Trailing the elusive character of Ivy Isklander, our team entered into an unfolding series of hidden clues planted in at times eerily convincing Facebook profiles, Gumtree listings, corporate websites, email inboxes, Instagram posts, online auction items, YouTube videos, Google maps and dozens more hidey holes scattered across the web.
This hijacking of the digital labyrinth, and the sly intrusion of the game into commonplace domains, is the most effective mind-hack of the Isklander experience. When a text message popped up on my phone from an unknown sender, I literally squealed – despite knowing full well I had given over my phone number at the initial login.
It’s not that the mechanics are particularly mindblowing – while the simulation’s scaffolding and design are incredibly detailed, it was more objectively admirable than actually enjoyable. And there seem untapped ways that players could have found rewarding interactions with the game beyond the cumulative cracking of codes, too, with its infinitely spawning open browser tabs. Sometimes it seemed as though we were just problem-solving grunts for Ivy, or Katherine, or another character in the game, at a remove from the real shady business going down.
With a flexible 90 minutes of playtime allotted, the riddles themselves square off at a Dan Brown’s Da Vinci Code or Lovatts Puzzles level – albeit having an added prerequisite of pretty good web navigation skills. If I’m honest, one of the most exciting ‘discoveries’ in the game that I solved was of a hobbit. “IT’S MERRY, GUYS! IT’S MERRY!” I screamed when Dominic Monaghan’s distinctive lopsided jaw appeared on the screen for a brief pre-recorded cameo, consequently drowning out his audio. (Napoleon quietly muted me.)

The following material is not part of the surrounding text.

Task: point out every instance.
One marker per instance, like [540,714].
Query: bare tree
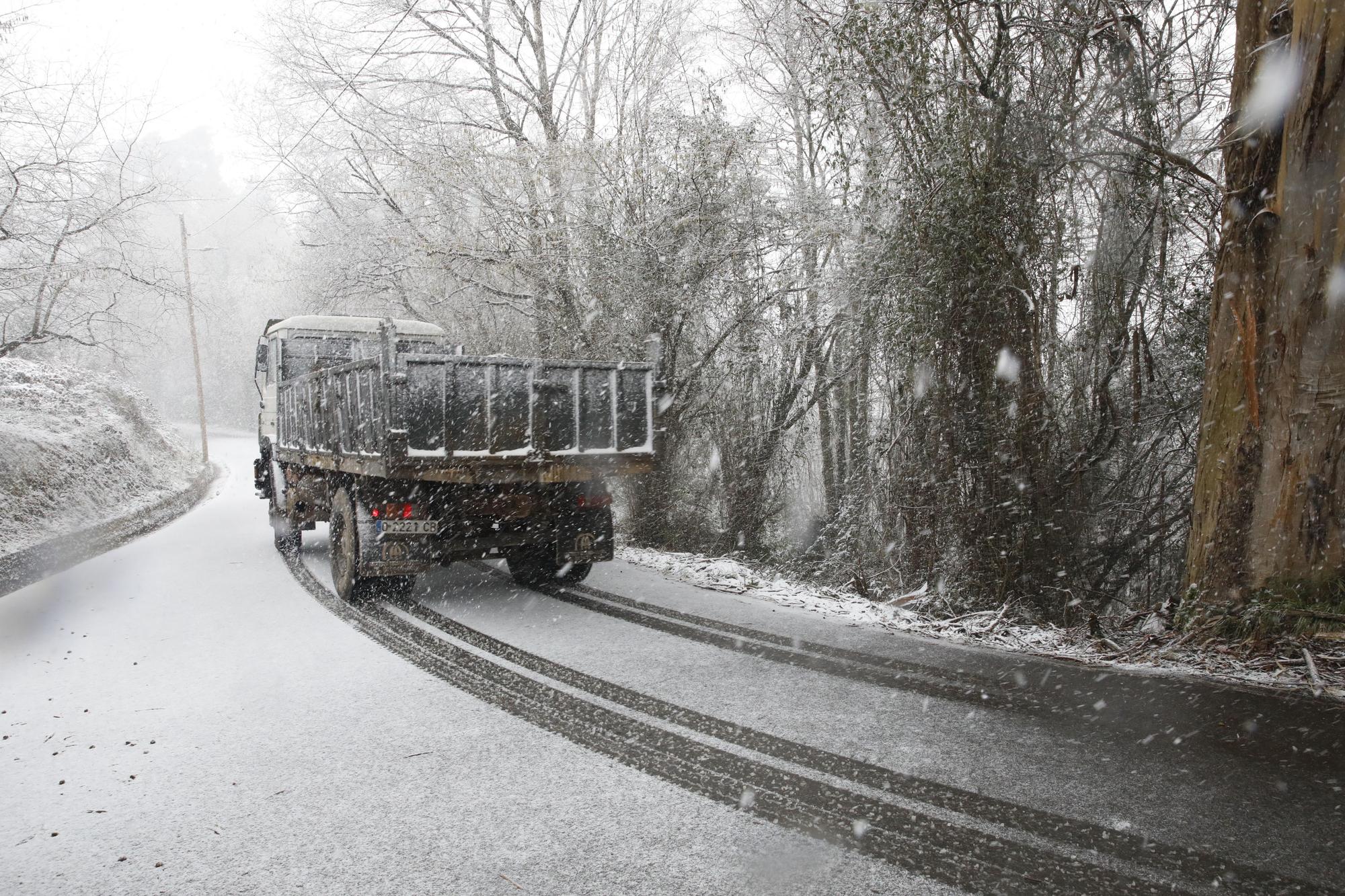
[73,189]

While playing as a group definitely made it more fun (particularly in the social drought of COVID), our sleuthing was frequently disjointed, too. On the other side of the screen, I’d hear Agatha yell out triumphantly “One for Arthur!” or “best served cut in half!”. Meanwhile I’d be bumbling about on another window, sunk into detail that was only ever meant as immersive world trimmings.

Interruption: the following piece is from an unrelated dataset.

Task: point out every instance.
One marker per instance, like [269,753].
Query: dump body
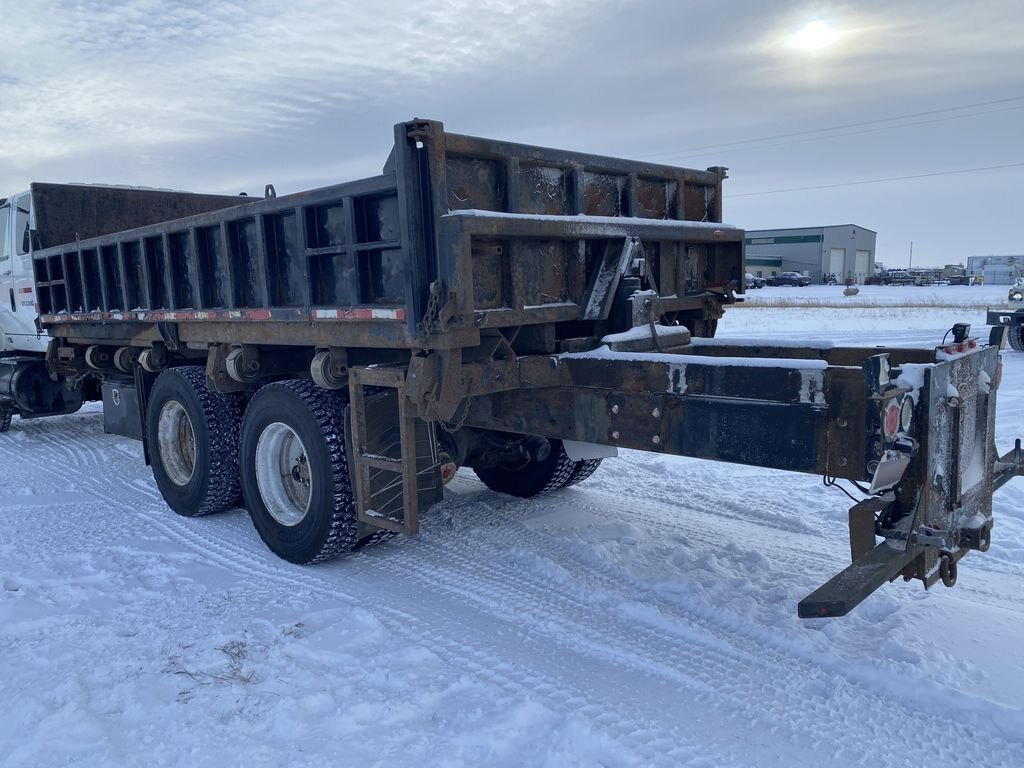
[353,264]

“What’s that?” I’d yell back weakly. “H-how did you find that out?”
If all of us were found to be stumbling around blindly for a little too long, a moderator (masquerading as a character in the game) would prompt us in the chat of the main window. “I wonder if there’s something in her auction items?” a message might blink up, figurative eyebrows pumping up and down meaningfully.
Sometimes, these prompts came a little too soon. Afterwards, we joked that our game’s babysitter was angling to finish their shift early. (They did, too – most of our games took about 40 minutes.)

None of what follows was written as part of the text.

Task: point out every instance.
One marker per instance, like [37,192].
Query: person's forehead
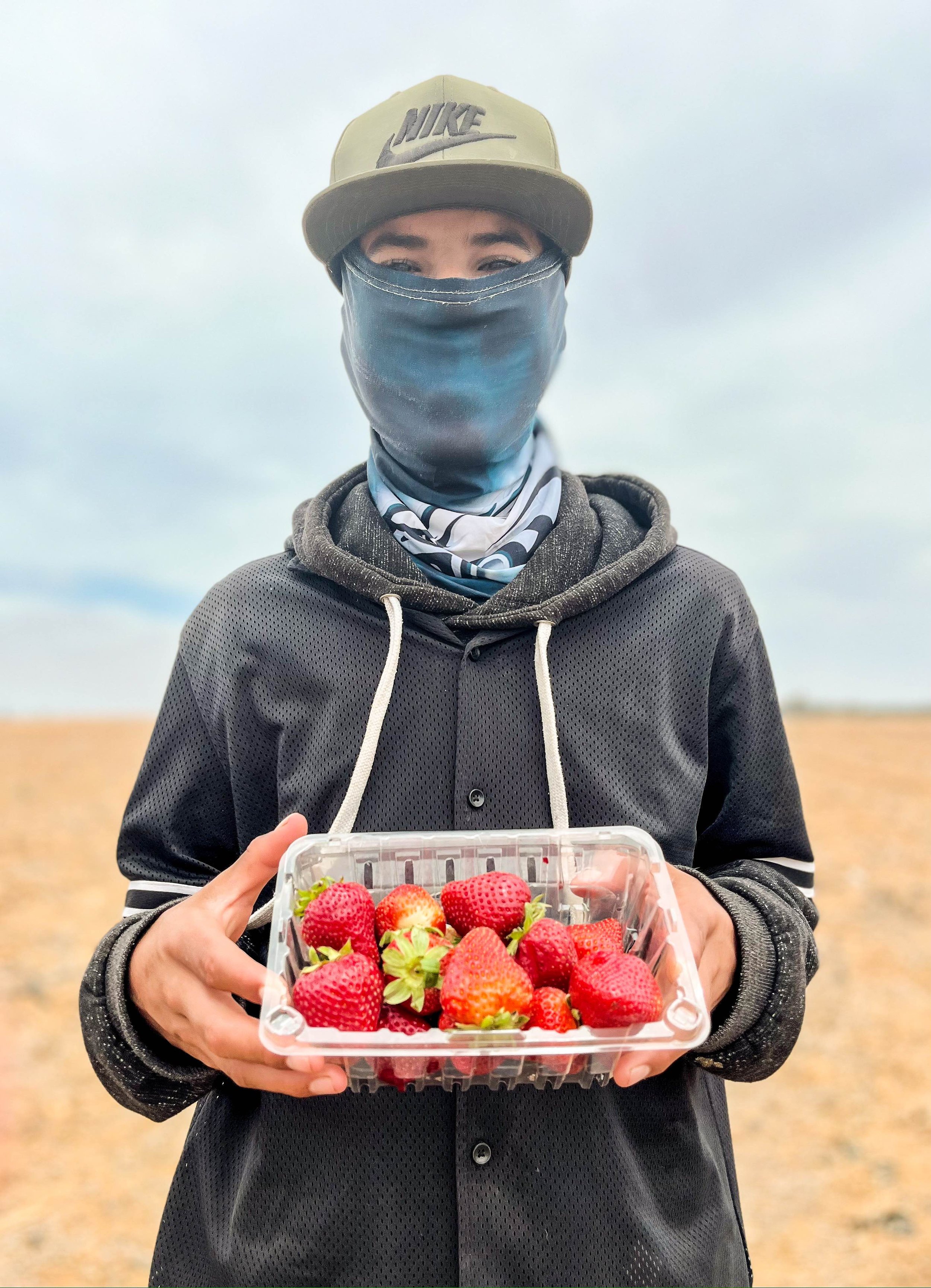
[442,216]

It wasn’t like the camp corporate horror story giving meaning to our actions was all that enthralling, either. One character in particular hoodwinked us one too many times – going from victim, to grinning murderer, to hero at way too fast a pace to be believed.
What makes Isklander a compelling, novel experience is that it has its participants literally playing out the game’s very relevant premise: that it is incredibly easy for fiction – as iniquitous lies or creative fun – to be enfolded into our digital spaces and everyday lives.
It also manifests just how easy it is for the personal information that we thoughtlessly divest online to be exploited in ways beyond our short-sighted imagingings. You leave the game with a new, slightly unnerved understanding of how complacent we are as digital citizens.
And with the feeling that you really should choose less obvious passwords.